October 20 – Lord Darcy surrenders his castle to the rebels of the Pilgrimage of Grace
Posted By Claire on October 20, 2022
On this day in Tudor history, 20th October 1536, in the reign of King Henry VIII, Lord Darcy, owner of Pontefract Castle in Yorkshire, surrendered his castle to the rebels of the Pilgrimage of Grace.
However, all was not as it seemed. Thomas Darcy, 1st Baron Darcy, and others in the castle were actually sympathetic to the rebel cause.
Find out more about the situation at Pontefract Castle in October 1536, the letters Darcy wrote to King Henry VIII, and what happened on the night of 19th October and morning of 20th October, and why Darcy came to a sticky end…
For more on the Pilgrimage of Grace Rebellion, see:
- October 4 – The Pilgrimage of Grace Rebellion is underway! – https://youtu.be/9WBhp2N3hKM
- October 19 – Henry VIII gets tough on rebels – https://youtu.be/JV7qr-uC7MU
On this day in Tudor history, 20th October 1536, Thomas Darcy, 1st Baron Darcy, owner of Pontefract Castle in Yorkshire, yielded his castle to the rebels of the Pilgrimage of Grace. The castle’s inhabitants – which included Edmund Lee, Archbishop of York; Thomas Magnus, Archdeacon of the East Riding; Sir William Gascoigne, and Sir Robert Constable, as well as Lord Darcy – then swore the rebel oath.
Lord Darcy had written to King Henry VIII a week earlier, on 13th October 1536, regarding the rebellion. He wrote that “Although policy has been used according to your letters yet a great number of your subjects rebelliously assembled on Monday last, and are up in the East Riding, and all the commonalty of this shire seem to favor their opinions, sounding in every behalf to the very like matter begun in Lincolnshire. The gentlemen cannot trust any but their household servants.”
He then went on to say:
“As I wrote before I have repaired to your Castle of Pomfret for the better ordering of the country; but have received no answer of money, ordnance, artillery, gunpowder, gunners, laying of posts, or who shall be your lieutenant. I hear the rebels will visit me here in two or three days, and that they hasten to York trusting there to find part of your treasure. On hearing of the insurrection I wrote to the mayor of York to look to the safety of the city and the good order of the people there who, I hear, are lightly disposed. As I think my last letters to your Grace not fully answered I enclose copy of the instructions sent by my son, Sir Arthur, which seem not to have been declared. Meanwhile I shall do my best with policy. I have great assistance from the archbishop of York and your counsellor, Mr. Magnus. Pomfret Castle, 13 Oct.”

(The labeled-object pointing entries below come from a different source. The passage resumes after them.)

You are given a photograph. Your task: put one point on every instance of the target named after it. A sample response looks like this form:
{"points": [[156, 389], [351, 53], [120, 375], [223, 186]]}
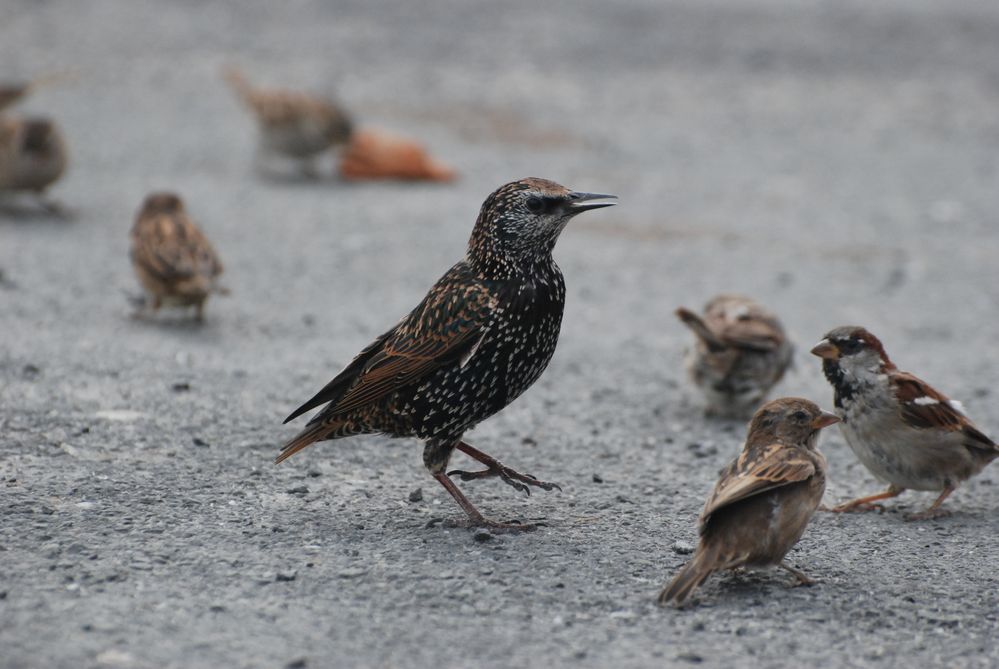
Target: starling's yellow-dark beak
{"points": [[824, 419], [826, 349], [580, 202]]}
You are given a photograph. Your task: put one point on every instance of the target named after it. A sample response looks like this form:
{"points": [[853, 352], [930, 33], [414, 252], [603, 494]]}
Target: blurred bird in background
{"points": [[483, 334], [741, 352], [174, 261], [294, 125]]}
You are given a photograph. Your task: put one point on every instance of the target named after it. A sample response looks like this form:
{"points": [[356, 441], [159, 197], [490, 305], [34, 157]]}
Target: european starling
{"points": [[173, 259], [741, 353], [483, 334], [293, 124], [907, 433], [763, 500], [32, 156]]}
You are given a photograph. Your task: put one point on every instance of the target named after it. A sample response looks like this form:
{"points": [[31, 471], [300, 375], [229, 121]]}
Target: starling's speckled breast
{"points": [[519, 337]]}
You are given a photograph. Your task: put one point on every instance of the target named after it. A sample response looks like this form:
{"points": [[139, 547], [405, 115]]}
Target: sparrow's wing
{"points": [[756, 471], [445, 328], [172, 248], [927, 408]]}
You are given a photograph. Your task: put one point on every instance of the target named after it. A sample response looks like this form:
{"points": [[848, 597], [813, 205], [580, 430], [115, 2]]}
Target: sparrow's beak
{"points": [[580, 202], [824, 419], [826, 349]]}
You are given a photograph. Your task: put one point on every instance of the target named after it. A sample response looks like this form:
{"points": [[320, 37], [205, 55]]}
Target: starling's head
{"points": [[523, 219], [162, 203], [791, 420]]}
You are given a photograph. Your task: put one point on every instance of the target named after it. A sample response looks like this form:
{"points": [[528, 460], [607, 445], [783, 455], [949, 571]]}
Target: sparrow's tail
{"points": [[690, 576], [700, 328]]}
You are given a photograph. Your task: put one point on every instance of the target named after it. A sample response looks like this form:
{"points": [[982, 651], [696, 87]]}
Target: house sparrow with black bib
{"points": [[172, 258], [763, 500], [741, 352], [904, 431]]}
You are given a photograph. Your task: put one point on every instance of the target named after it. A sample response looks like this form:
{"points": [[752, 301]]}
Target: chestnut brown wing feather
{"points": [[443, 329], [757, 470], [939, 414]]}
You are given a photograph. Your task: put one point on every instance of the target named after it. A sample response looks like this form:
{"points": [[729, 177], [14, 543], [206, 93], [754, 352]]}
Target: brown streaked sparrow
{"points": [[763, 500], [741, 352], [292, 124], [172, 258], [33, 156], [905, 432]]}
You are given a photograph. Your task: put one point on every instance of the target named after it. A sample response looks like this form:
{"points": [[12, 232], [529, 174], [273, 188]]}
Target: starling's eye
{"points": [[849, 346]]}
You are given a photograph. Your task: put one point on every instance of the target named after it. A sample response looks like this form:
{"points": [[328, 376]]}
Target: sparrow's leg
{"points": [[803, 579], [435, 457], [866, 503], [934, 511], [496, 468]]}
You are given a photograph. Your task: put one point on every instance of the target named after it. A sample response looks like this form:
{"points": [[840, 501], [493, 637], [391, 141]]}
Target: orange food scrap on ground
{"points": [[374, 154]]}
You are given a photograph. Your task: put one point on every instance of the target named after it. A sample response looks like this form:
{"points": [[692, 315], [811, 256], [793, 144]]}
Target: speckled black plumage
{"points": [[483, 334]]}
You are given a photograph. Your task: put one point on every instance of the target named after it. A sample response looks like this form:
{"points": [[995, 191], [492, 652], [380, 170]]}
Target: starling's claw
{"points": [[509, 476]]}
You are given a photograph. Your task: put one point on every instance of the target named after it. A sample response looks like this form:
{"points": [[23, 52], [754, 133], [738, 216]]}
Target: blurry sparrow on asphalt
{"points": [[763, 500], [32, 156], [905, 432], [173, 260], [740, 354], [292, 124]]}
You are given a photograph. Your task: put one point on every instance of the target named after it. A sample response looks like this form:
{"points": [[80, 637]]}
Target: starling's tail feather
{"points": [[700, 328], [310, 435], [690, 576]]}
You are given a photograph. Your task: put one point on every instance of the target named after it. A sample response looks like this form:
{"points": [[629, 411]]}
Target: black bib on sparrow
{"points": [[483, 334]]}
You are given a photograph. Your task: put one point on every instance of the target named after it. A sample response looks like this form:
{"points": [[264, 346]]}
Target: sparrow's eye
{"points": [[534, 204], [849, 346]]}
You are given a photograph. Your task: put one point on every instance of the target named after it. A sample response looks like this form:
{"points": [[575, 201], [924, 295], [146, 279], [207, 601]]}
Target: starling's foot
{"points": [[509, 476], [801, 578], [928, 514]]}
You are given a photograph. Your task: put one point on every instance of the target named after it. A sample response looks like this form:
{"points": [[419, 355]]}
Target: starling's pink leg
{"points": [[496, 468], [934, 511], [474, 515]]}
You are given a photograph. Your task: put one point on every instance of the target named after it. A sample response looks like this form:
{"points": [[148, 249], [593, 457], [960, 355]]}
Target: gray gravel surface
{"points": [[839, 161]]}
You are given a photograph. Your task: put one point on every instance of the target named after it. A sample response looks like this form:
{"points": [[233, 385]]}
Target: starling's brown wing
{"points": [[445, 328], [758, 469], [923, 406], [170, 248]]}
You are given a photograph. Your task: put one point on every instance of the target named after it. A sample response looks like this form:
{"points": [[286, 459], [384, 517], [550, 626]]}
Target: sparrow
{"points": [[741, 352], [483, 334], [293, 124], [32, 156], [763, 500], [907, 433], [174, 261]]}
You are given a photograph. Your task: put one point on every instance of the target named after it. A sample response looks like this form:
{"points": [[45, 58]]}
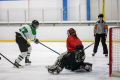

Sir Arthur Darcy also sent letters to the king “from the lords in Pomfret Castle” stating that they were in great danger and could see no means of resistance.
On the night of 19th October 1536, Thomas Maunsell, Robert Aske and the rebels of the Pilgrimage of Grace threatened an assault on Pontefract Castle, and Aske, wrote down the grievances of the common people in a letter, asking the lords in the castle to intercede with the King on their behalf.
No force was necessary. Aske visited the castle and rebuked the lords for failing in their duty to their people by allowing heresy in their territory, and by not making the King aware of ‘the poverty of his realm and that part specially’. Lord Darcy replied that they would submit to him on 21st October, but Aske insisted on it happening that day, 20th, threatening action against the castle otherwise, so Darcy surrendered. It was all over by 8am on 20th.
Darcy had little choice when there were only around 300 men in the castle, and the rebels numbered in the tens of thousands, but historian M.L. Bush makes the point that the castle inmates could have tried to crush the rebels ten days earlier when the rebellion was in its infancy and its numbers much, much smaller. Bush explains that the elderly Lord Darcy actually sympathised with the rebel cause, because of his reservations about the dissolution of the monasteries and the power of Thomas Cromwell, whom he would have viewed as a heretic and an “upstart”. The grievances of the rebels were justified in Darcy’s opinion, but he did not want to raise a revolt himself, or take an active part in one, so he fled to Pontefract Castle and hoped that he would not need to get involved.
Lord Darcy ended up being convicted of high treason for his part in the rebellion and was executed by beheading on Tower Hill on 30th June 1537.